The conversation a publié le 8 février 2022 un article qui retrace l’histoire de la place des mathématiques dans l’enseignement secondaire.

https://theconversation.com/quelle-place-pour-les-maths-en-france-175718?utm_medium=Social&utm_source=Twitter#Echobox=1644404213

Au milieu du XIXe siècle, dans l’enseignement secondaire classique (le seul secondaire qui existe alors, réservé de fait à moins de 2 % des garçons), un lycéen, en suivant un cursus complet de la sixième à la terminale, passe 40 % de son temps en latin et grec (deux fois plus en latin qu’en grec), 13 % en français, 11 % en histoire-géographie, 11 % en mathématiques et en sciences, 8 % en langue vivante.

En 1902, une réforme crée trois sections en seconde : une section latin-grec (A), une section latin-langues (B), une section latin-sciences (C) et plus tard une section moderne, langue-sciences (D), après un premier cycle sans latin. Elle est moins « prestigieuse » que les trois sections précédentes, moins bien évaluée.

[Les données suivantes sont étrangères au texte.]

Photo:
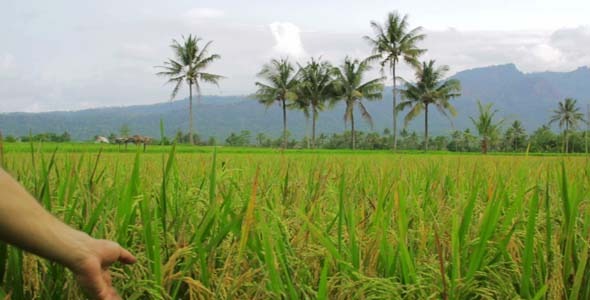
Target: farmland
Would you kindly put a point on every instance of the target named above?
(239, 223)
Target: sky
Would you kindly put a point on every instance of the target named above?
(70, 55)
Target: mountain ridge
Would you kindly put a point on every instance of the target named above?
(529, 97)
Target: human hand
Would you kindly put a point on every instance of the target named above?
(92, 271)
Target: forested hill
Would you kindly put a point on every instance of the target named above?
(529, 97)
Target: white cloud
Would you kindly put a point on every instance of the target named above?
(200, 13)
(7, 61)
(287, 39)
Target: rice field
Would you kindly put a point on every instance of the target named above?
(314, 225)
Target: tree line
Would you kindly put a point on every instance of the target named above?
(318, 85)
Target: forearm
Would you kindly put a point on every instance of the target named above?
(26, 224)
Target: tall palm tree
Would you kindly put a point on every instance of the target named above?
(515, 134)
(188, 65)
(568, 116)
(316, 87)
(350, 87)
(430, 89)
(485, 124)
(281, 84)
(304, 105)
(394, 41)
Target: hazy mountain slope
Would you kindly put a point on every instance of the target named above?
(528, 97)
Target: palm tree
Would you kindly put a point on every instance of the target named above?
(515, 134)
(316, 87)
(568, 116)
(394, 41)
(485, 124)
(430, 89)
(349, 87)
(304, 105)
(280, 86)
(188, 65)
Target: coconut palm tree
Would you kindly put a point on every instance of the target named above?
(568, 116)
(485, 125)
(304, 105)
(188, 65)
(280, 86)
(430, 89)
(349, 86)
(315, 89)
(394, 41)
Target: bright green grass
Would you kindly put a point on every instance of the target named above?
(258, 224)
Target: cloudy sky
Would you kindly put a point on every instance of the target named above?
(67, 55)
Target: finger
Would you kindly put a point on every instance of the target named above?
(107, 278)
(126, 257)
(113, 295)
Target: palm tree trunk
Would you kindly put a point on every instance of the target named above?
(394, 111)
(352, 134)
(307, 131)
(565, 137)
(284, 124)
(314, 117)
(426, 127)
(190, 111)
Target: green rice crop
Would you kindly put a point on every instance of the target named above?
(259, 224)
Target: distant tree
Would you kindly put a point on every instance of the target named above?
(515, 136)
(352, 89)
(239, 140)
(10, 139)
(124, 131)
(188, 65)
(543, 140)
(568, 117)
(280, 86)
(469, 140)
(262, 140)
(430, 89)
(316, 88)
(485, 124)
(65, 137)
(394, 41)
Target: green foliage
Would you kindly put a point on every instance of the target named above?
(486, 126)
(351, 87)
(430, 89)
(188, 67)
(330, 225)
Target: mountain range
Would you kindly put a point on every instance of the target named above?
(529, 97)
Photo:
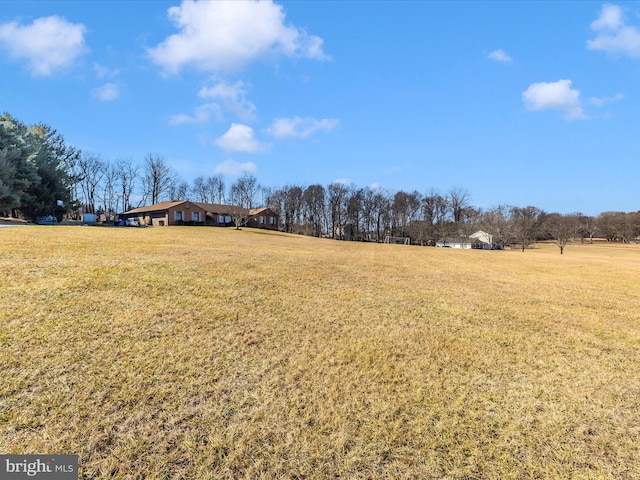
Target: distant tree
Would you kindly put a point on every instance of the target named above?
(314, 208)
(524, 224)
(200, 191)
(496, 221)
(157, 178)
(110, 197)
(127, 174)
(91, 169)
(405, 208)
(458, 201)
(242, 195)
(178, 189)
(337, 194)
(215, 187)
(244, 191)
(292, 207)
(588, 227)
(562, 228)
(16, 173)
(50, 161)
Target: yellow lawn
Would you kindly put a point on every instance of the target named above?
(197, 353)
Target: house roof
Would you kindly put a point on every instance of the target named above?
(212, 208)
(155, 208)
(258, 211)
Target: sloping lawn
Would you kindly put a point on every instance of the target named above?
(205, 353)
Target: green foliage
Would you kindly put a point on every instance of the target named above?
(35, 166)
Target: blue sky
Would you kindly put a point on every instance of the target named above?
(520, 103)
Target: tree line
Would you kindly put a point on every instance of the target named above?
(39, 171)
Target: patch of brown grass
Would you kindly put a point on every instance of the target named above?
(213, 353)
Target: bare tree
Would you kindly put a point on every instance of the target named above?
(91, 169)
(215, 188)
(524, 224)
(244, 191)
(110, 198)
(157, 178)
(459, 201)
(178, 189)
(200, 191)
(314, 204)
(242, 195)
(404, 208)
(337, 193)
(562, 228)
(127, 178)
(588, 227)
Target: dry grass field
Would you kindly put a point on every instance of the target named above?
(203, 353)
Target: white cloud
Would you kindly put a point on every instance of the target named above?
(239, 138)
(613, 35)
(602, 100)
(224, 36)
(297, 127)
(232, 168)
(500, 56)
(554, 96)
(232, 98)
(343, 181)
(201, 114)
(102, 72)
(106, 93)
(610, 18)
(48, 44)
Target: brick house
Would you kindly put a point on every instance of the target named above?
(184, 212)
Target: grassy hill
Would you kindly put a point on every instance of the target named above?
(214, 353)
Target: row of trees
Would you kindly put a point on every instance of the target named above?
(38, 170)
(369, 214)
(35, 166)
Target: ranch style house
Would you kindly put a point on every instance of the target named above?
(185, 212)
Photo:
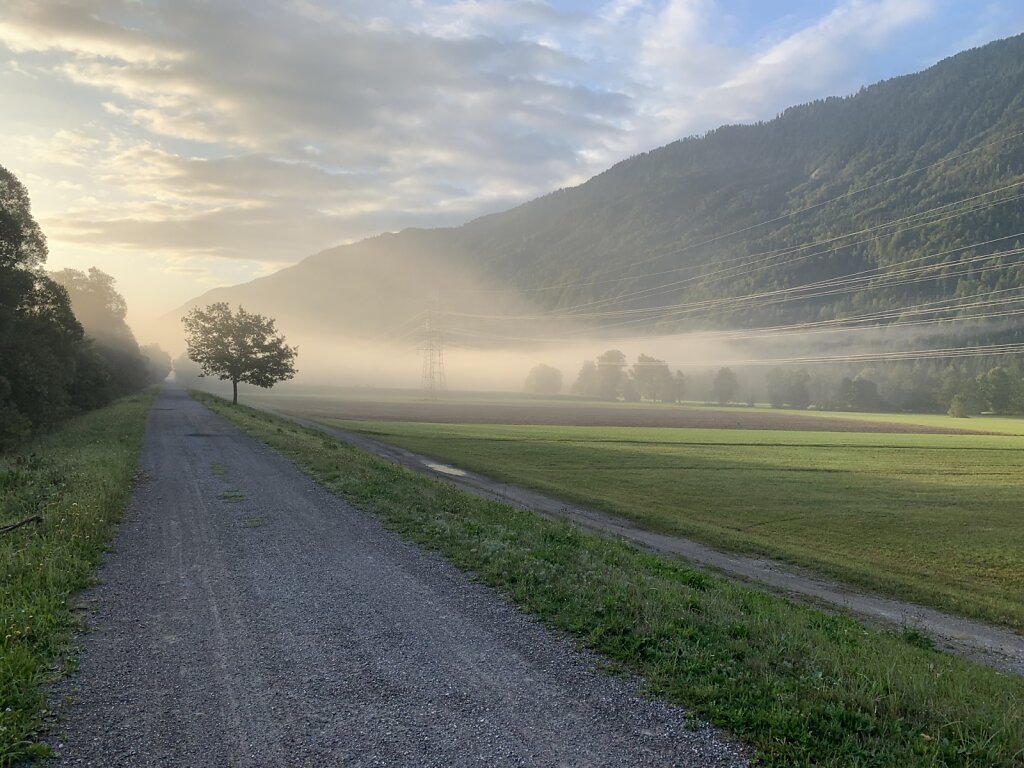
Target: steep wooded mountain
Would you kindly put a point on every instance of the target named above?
(921, 172)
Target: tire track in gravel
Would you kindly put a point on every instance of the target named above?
(993, 646)
(248, 617)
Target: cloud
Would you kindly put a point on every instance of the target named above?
(259, 131)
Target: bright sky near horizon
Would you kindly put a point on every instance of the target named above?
(188, 143)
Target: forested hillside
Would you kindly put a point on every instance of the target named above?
(897, 196)
(50, 366)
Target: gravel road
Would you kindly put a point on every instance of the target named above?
(247, 617)
(997, 647)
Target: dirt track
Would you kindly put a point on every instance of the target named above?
(573, 414)
(993, 646)
(248, 617)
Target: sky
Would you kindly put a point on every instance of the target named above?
(184, 144)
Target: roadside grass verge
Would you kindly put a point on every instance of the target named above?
(801, 686)
(933, 518)
(78, 479)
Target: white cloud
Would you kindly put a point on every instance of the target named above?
(260, 131)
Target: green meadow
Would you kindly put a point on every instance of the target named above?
(800, 686)
(75, 481)
(935, 518)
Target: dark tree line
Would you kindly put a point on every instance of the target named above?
(50, 367)
(958, 387)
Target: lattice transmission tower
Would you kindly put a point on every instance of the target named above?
(433, 358)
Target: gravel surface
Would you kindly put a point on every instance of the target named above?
(997, 647)
(248, 617)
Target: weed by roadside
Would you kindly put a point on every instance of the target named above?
(77, 479)
(803, 687)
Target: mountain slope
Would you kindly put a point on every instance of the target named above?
(685, 222)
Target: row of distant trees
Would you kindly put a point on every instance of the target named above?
(65, 346)
(957, 390)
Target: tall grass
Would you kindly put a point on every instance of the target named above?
(77, 479)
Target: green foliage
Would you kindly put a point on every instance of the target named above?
(101, 310)
(653, 380)
(48, 369)
(802, 687)
(78, 479)
(238, 347)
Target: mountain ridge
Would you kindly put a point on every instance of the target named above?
(905, 150)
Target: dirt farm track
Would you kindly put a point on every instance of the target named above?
(570, 413)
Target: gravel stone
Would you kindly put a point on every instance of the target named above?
(248, 617)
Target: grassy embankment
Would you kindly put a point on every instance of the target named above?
(78, 479)
(933, 518)
(801, 686)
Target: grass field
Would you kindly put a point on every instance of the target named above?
(935, 518)
(801, 686)
(77, 479)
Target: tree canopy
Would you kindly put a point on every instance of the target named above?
(238, 347)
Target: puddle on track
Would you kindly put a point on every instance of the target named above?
(445, 469)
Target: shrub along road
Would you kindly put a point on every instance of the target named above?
(249, 617)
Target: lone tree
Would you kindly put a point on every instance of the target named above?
(238, 347)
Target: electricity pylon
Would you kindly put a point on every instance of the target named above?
(433, 358)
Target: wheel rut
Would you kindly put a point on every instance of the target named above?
(248, 617)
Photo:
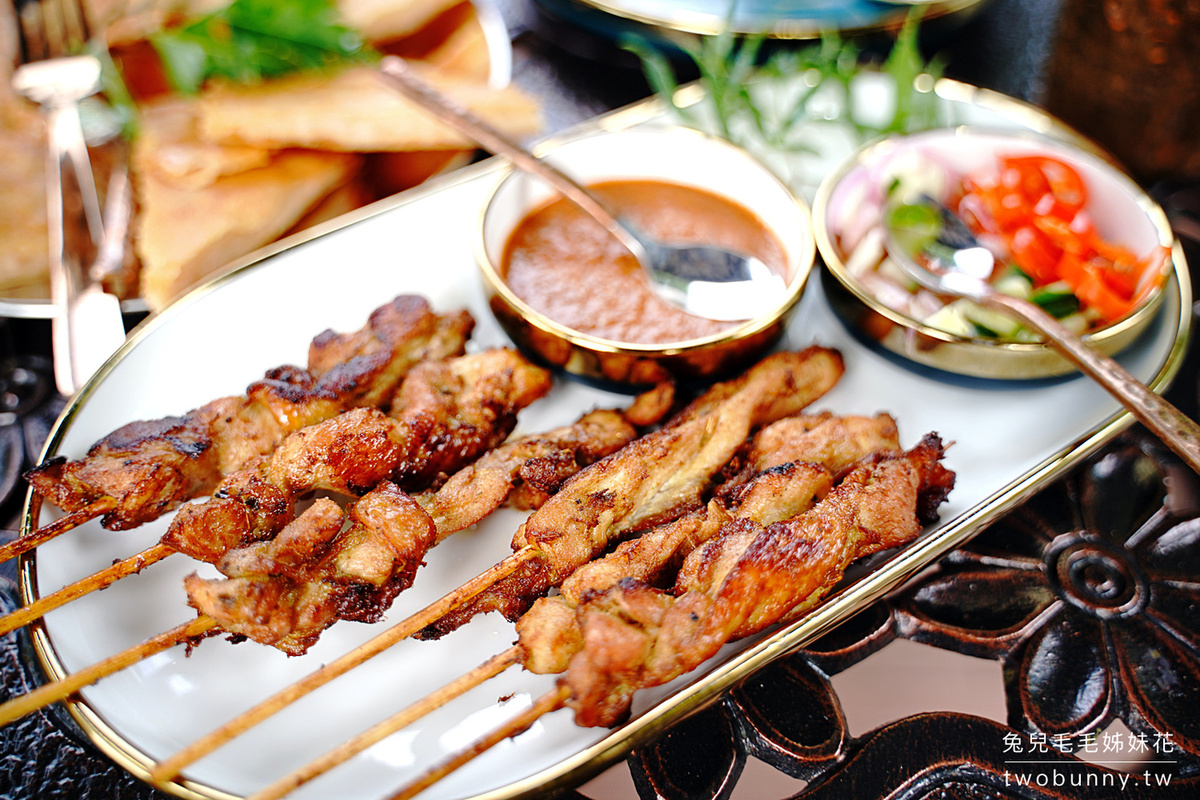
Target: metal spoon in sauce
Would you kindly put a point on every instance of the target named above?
(941, 254)
(703, 281)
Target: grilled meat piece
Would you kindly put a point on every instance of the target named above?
(447, 414)
(635, 636)
(151, 467)
(533, 467)
(683, 547)
(285, 596)
(654, 479)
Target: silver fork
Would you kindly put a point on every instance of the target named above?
(87, 328)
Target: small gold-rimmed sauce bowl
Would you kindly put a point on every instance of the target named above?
(981, 174)
(568, 293)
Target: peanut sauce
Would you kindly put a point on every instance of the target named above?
(567, 266)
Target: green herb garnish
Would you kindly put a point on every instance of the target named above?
(731, 71)
(252, 40)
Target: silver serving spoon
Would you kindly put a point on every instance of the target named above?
(952, 262)
(701, 280)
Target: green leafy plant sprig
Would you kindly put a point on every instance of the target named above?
(730, 68)
(251, 40)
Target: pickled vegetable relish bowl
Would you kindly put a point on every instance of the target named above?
(1069, 232)
(568, 293)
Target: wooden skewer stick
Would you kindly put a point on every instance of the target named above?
(100, 579)
(551, 701)
(63, 524)
(163, 771)
(402, 719)
(59, 690)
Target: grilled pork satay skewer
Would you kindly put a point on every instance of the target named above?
(795, 462)
(466, 498)
(533, 464)
(444, 414)
(385, 524)
(654, 477)
(635, 636)
(147, 468)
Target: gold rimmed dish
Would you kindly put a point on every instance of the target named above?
(681, 157)
(1006, 445)
(847, 208)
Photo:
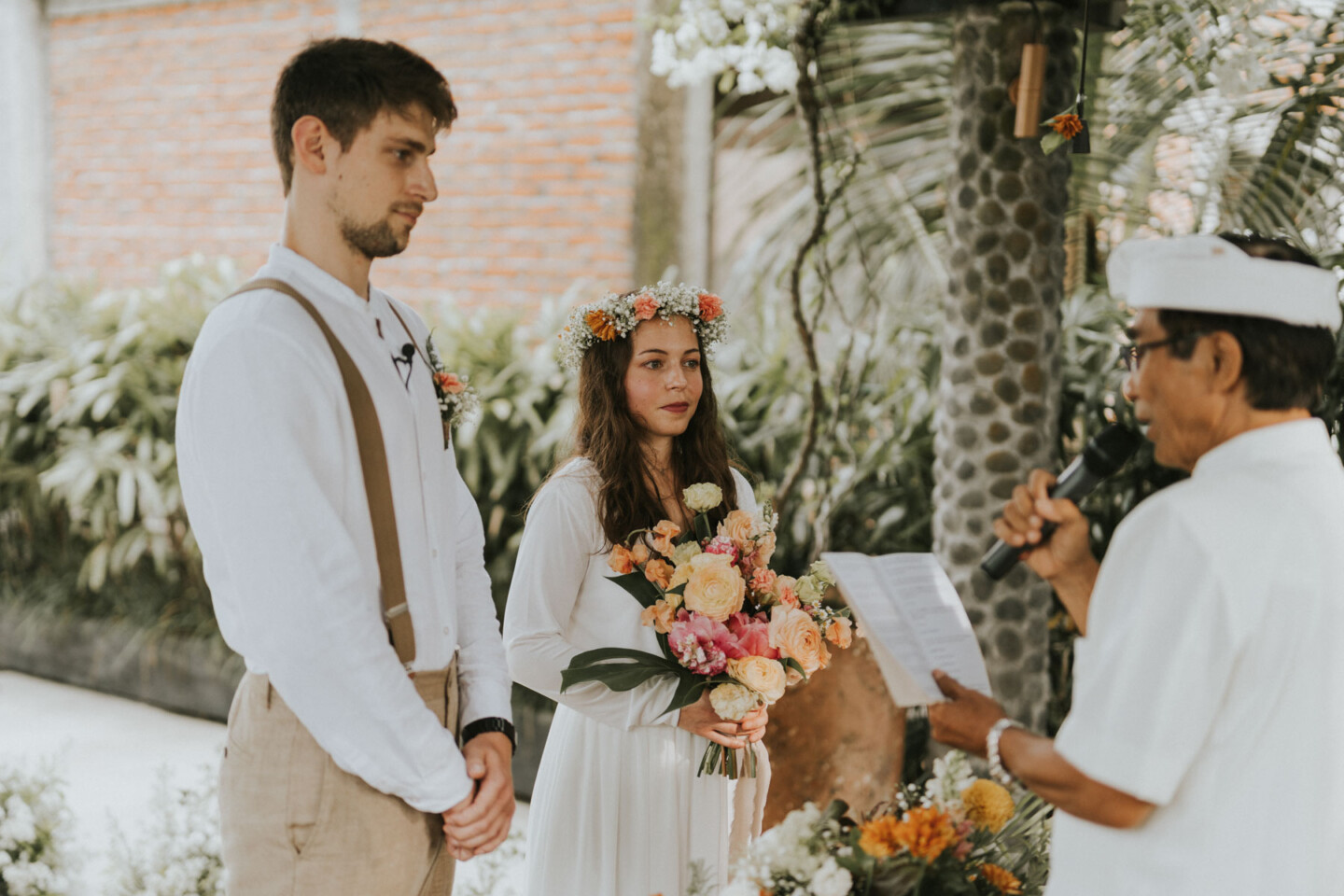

Avec la course aux étoiles et à la technologie en général, le latin devient un objectif moins prioritaire. Les sciences, elles, gagnent en attrait :

« Puisqu’en notre temps la France doit se transformer pour survivre, elle va dépendre autant que jamais de ce que vaudra l’esprit de ses enfants à mesure qu’ils auront à assumer son existence, son rôle, son prestige […]. Il s’agit que l’enseignement qui leur soit donné, tout en développant comme naguère leur raison et leur réflexion, réponde aux conditions de l’époque qui sont utilitaires scientifiques et techniques ».

Mémoires d’espoir de Charles de Gaulle

En 1965 apparaissent quatre séries (ou filières) générales : A (littéraire), B (sciences économiques et sociales), C (mathématiques), D (sciences expérimentales) :

Mais la filière C (dite « maths-sciences », rebaptisée depuis S après sa fusion avec l’ancienne filière D) a été convoitée bien au-delà de ce à quoi elle devait normalement (fonctionnellement) conduire, à savoir des orientations spécifiques requérant des capacités particulières dans le domaine mathématique et scientifique.

Du fait de sa position dominante de filière d’excellence, elle a ouvert pratiquement à tout (et souvent en priorité), ce qui a conduit à un certain nombre de dysfonctionnements en chaîne du système, au détriment de la filière B (rebaptisée depuis SES, « sciences économiques et sociales ») et surtout de la filière A (« littéraire » rebaptisée depuis L). Dès 1983, le rapport sur les seconds cycles a souligné que « les études à dominante scientifique, détournées de leur finalité, servent en fait à définir une élite ». Depuis cette date, tous les rapports sur le lycée, tous les projets de réforme ont voulu « rééquilibrer les filières et les séries » en luttant contre la prééminence du bac scientifique constitué en voie royale.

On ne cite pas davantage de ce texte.